As línguas dos dois não eram as mesmas. Ele falava espanhol, e sua terra natal era a argentina. Era aquele idioma veloz, romântico, viril. Falava de um jeito meio brusco, mas seu jeito de ser combinava tudo, e transformava a fala do jovem em algo sempre amigável. Ele se comunicava bem, meio desajeitado, explicando tudo diversas vezes e gesticulando bastante. Ela achava graça e acabava entendendo o que seu parceiro dizia. Sua língua só parava para dormir ou para apreciar um ruído qualquer da natureza.

Isadora falava mansinho, fininho, baixinho, mas olhando bem firme. Não dava para não entender o que ela dizia. No máximo ela apontava para uma ou duas coisas, e então estava acertado. Ela sorria e iluminava tudo. Isa adorava o jeito exagerado de Victor. Não falavam o mesmo idioma, mas a língua dela acabava sendo a mesma da dele. Eram escaladores de montanhas, isso facilitava bastante, tinham os mesmos princípios. Os corações eram grandes, e do mesmo país, do país dos Escaladores de Montanhas, a terra dos Sonhos que tem um pedacinho reservado para cada ser humano sobre o Planeta.

Suas mãos combinavam bastante. Eram os finos dedos de Isadora e a grossa palma de Victor. Sempre se puxando, sempre se ajudando. Já estavam acostumadas a se encontrar pelas tortuosas subidas. Isadora havia reparado o quanto Victor gostava de pegar em suas mãos, e Victor sabia que ela gostava do apoio prestativo que ele oferecia. Assim, firmes nos galhos, passeando, cozinhando ou apenas abraçadas, as mãos subiam o inclinado caminho dos Escaladores.

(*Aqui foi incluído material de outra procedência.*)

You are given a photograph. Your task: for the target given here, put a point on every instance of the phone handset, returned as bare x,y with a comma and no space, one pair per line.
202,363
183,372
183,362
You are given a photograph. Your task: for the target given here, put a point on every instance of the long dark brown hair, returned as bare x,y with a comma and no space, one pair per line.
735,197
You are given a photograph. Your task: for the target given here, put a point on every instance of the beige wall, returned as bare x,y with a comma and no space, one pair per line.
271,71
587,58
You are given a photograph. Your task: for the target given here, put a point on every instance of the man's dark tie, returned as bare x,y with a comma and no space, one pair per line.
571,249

O ímpeto de seus corpos era o reflexo da vontade de suas almas. Se encontraram na encosta da mesma montanha por sorte ou força do destino. Foram mandados por mestres diferentes. Reconheceram a marca dos escaladores em suas roupas, sorriram e subiram. Passo a passo, trabalhando para sobreviver, sob sol e chuva, para amarrar suas bandeiras de superação no topo.

Depois de duas semanas, Victor e Isadora chegaram ao topo. Subiram numa árvore não muito baixa, não muito alta, e amarraram suas bandeiras, a dele, vermelha, a dela, amarela, no mesmo galho, entrelaçadas. Desceram e apreciaram a vista abraçados. Então seus dedos se entrelaçaram, seus corpos se apertaram e suas línguas se misturaram. Dali em diante, suas montanhas seriam sempre as mesmas.